M., eine griechische Lehrerin, bekam monatlich netto 750 Euro heraus. Eine Wohnung in Athen konnte sie sich nicht leisten. Glücklicherweise hatte ihre Mutter noch ein Haus, in dem gerade noch ein Stockwerk für sie und ihren Bruder frei war. Die jungen Griechen verdienen weniger als Deutsche bei vergleichsweise höheren Lebenskosten. Sie zehren das Vermögen ihrer Eltern auf, wenn noch welches da ist. Bei vielen jedoch ist es mittlerweile so zerteilt, dass sie sich ernsthafte Sorgen um ihre Zukunft machen müssen. Ist es ihre Schuld, dass Griechenland so hoch verschuldet ist?

Kann man ihnen vorwerfen, wenn sie sich gegen den aufgezwungenen Sparkurs wehren? Wenn von ihnen verlangt wird, den Gürtel noch enger zu schnallen, damit es ihnen irgendwann einmal besser geht.

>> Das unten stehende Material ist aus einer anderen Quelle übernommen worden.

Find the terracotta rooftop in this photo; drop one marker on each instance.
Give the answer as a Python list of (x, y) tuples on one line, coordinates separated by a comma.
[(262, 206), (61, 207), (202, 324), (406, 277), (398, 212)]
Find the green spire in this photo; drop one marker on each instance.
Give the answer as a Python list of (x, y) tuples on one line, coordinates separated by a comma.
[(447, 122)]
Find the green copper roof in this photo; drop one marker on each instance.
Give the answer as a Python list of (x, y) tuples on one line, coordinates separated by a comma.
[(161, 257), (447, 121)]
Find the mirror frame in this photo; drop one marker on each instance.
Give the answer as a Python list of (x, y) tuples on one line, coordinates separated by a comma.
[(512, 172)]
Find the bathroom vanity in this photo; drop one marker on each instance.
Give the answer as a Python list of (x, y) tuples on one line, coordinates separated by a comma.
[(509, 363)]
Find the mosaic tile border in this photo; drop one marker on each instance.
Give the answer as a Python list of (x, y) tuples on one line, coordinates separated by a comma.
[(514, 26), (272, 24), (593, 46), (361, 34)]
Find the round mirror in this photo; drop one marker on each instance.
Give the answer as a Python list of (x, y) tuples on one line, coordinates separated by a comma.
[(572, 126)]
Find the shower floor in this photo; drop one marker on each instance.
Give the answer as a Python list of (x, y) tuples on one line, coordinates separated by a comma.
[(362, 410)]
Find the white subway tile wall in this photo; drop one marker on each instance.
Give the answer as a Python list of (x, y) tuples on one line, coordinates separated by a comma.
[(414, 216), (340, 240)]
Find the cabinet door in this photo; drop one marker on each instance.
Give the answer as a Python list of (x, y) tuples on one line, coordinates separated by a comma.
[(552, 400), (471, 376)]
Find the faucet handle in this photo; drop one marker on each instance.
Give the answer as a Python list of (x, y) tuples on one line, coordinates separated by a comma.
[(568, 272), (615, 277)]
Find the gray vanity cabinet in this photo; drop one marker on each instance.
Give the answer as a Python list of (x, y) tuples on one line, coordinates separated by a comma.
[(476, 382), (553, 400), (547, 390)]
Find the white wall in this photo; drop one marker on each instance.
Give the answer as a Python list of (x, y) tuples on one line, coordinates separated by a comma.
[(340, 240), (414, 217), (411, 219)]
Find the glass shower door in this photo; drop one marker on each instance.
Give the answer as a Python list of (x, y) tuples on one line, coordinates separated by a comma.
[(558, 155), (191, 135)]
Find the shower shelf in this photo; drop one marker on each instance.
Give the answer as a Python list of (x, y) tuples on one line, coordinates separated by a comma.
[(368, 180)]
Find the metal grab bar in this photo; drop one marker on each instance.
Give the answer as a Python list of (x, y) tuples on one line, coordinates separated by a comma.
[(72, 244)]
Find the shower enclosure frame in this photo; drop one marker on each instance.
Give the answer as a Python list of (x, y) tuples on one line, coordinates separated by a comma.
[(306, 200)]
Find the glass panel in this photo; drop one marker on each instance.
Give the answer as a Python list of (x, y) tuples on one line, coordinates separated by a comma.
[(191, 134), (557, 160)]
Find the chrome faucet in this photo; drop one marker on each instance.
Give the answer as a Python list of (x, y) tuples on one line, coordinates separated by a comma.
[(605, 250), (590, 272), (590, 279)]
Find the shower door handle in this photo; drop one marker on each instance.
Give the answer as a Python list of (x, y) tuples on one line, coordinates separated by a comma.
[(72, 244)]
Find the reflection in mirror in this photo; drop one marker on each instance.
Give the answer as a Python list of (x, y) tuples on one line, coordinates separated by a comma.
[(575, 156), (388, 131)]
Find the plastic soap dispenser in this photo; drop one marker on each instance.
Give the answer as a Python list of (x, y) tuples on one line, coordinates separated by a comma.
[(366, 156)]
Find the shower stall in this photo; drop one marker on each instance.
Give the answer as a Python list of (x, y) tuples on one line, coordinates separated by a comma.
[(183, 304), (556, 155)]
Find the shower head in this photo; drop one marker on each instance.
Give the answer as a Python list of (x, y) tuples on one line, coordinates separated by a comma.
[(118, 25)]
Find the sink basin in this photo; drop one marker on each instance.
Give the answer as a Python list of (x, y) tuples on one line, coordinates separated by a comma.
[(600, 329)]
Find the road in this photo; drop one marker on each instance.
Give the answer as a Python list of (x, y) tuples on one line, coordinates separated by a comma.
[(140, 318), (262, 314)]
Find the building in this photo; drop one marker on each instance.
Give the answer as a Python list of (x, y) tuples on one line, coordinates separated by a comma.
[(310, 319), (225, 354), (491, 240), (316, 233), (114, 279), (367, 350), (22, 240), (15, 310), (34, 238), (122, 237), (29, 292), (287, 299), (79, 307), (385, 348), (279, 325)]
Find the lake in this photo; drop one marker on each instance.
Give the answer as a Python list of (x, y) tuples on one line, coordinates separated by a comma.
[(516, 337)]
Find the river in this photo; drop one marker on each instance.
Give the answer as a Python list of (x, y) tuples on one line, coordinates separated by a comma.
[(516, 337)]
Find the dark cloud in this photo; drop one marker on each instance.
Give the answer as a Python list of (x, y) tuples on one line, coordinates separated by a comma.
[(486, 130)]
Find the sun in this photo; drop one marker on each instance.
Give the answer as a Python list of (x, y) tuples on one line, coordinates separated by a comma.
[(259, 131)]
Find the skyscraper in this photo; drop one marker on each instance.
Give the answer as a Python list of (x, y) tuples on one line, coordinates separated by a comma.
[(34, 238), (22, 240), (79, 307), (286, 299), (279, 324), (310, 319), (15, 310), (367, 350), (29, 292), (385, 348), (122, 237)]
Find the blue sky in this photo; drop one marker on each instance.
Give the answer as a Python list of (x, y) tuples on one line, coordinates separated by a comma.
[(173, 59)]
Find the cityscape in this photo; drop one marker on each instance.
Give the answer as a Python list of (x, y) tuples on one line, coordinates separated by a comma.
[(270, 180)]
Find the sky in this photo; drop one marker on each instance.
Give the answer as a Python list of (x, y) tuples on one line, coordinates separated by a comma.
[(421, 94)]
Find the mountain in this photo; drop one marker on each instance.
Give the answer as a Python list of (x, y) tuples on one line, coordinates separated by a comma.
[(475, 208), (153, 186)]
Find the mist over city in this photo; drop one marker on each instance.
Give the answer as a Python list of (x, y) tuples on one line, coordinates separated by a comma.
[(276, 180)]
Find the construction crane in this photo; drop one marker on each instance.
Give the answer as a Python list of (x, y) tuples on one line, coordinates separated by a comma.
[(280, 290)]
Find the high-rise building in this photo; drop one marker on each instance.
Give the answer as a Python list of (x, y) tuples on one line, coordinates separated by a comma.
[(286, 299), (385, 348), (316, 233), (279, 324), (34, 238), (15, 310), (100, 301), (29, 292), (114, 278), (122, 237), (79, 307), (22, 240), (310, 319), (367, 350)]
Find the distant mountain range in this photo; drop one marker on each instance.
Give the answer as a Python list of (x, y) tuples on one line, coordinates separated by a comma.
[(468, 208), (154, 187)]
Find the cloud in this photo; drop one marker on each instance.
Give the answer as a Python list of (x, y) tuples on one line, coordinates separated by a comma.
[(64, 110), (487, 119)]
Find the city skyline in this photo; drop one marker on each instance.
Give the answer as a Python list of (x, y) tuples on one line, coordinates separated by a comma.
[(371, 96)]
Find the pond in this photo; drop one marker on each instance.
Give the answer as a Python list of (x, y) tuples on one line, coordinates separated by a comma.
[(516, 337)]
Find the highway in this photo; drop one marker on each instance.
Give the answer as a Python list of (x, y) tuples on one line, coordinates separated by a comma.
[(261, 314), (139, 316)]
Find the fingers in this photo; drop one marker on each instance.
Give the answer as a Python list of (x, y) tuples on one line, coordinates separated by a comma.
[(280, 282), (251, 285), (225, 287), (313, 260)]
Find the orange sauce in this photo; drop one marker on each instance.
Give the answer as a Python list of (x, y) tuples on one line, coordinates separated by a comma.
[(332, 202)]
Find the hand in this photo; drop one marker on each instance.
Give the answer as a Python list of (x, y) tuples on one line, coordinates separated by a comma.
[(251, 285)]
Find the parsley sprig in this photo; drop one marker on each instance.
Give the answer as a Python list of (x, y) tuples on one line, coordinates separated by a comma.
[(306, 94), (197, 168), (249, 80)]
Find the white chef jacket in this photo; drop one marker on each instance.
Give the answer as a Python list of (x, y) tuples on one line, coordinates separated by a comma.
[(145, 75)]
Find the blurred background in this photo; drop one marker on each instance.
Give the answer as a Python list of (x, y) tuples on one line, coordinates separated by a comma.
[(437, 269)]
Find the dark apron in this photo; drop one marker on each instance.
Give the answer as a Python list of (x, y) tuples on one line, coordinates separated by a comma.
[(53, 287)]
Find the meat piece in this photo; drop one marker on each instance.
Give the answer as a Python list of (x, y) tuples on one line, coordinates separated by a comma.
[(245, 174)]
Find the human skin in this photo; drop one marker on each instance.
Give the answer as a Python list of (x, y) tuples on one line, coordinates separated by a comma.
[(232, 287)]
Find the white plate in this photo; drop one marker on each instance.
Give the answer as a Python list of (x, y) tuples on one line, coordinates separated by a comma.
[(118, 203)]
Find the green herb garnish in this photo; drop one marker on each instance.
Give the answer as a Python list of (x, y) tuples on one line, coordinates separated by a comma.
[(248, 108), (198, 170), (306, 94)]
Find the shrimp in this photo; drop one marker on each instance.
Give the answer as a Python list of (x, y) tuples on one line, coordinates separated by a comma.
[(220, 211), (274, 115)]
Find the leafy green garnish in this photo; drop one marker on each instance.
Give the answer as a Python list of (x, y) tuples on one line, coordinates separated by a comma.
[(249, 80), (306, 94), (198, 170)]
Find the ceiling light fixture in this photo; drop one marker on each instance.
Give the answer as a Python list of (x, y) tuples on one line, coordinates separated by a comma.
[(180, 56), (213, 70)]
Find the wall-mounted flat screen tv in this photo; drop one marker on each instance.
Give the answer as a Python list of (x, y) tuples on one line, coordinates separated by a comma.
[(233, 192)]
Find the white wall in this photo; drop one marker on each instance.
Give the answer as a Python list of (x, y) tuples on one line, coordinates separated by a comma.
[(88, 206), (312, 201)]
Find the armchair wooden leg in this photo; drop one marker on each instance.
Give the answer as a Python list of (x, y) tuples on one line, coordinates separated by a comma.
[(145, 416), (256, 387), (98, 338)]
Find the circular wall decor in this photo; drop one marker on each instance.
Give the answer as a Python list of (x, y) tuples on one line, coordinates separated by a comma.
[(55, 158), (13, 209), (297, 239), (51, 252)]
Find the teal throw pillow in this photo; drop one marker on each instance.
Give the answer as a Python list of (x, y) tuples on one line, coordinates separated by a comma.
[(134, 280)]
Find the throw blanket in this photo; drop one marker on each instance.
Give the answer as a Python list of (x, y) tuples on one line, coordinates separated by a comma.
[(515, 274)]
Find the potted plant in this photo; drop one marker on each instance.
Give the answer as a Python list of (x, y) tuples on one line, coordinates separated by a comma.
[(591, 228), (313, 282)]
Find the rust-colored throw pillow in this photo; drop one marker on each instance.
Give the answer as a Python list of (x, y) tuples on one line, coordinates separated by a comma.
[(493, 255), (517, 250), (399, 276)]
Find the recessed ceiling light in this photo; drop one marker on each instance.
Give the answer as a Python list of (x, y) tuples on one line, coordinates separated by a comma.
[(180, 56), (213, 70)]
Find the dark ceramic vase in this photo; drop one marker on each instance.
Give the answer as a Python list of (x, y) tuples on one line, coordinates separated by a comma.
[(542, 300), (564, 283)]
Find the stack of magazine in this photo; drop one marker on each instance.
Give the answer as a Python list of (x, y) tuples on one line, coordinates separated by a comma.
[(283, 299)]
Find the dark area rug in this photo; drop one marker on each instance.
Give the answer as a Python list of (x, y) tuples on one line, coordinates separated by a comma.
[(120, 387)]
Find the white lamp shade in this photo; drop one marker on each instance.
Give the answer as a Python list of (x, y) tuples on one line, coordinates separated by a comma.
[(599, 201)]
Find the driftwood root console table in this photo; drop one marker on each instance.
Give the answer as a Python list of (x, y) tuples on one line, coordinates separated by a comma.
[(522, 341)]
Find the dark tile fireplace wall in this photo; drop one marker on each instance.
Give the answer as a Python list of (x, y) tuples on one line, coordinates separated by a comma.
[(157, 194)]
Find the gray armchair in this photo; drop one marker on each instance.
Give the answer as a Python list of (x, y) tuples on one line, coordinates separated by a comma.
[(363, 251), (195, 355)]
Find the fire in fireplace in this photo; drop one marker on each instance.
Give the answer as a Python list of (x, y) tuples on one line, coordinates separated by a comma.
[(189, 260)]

Da glauben doch selbst die Deutschen nicht dran. Und deshalb streiken sie, gehen auf die Straße und kämpfen. Viele mit friedlichen Mitteln, manche mit militanten. Dann sterben mitunter ein paar Menschen, und jeder ist zuviel, ich will nicht zynisch sein. Aber deshalb eine ganze Bewegung zu denunzieren wegen ein paar Idioten, genau das finde ich wiederum zynisch. Ich wünsche mir hier griechische Verhältnisse her.

Auf die Straße zu gehen ist eine urdemokratische Sache. In Deutschland wird nur marschiert, wenn es auch erlaubt ist. Zum 1. Mai z. B. Da dürfen die Ütschen Hand in Hand für eine gerechtere Arbeitswelt gehen. Natürlich nur, solange es dem Wirtschaftsstandort nicht schadet. Wenn sie wenigstens feiern könnten, die Deutschen. Aber auch dafür sind sie viel zu doof. Und ich lebe mittenmang unter ihnen und bin sogar einer davon. Manchmal schäme ich mich zu Tode.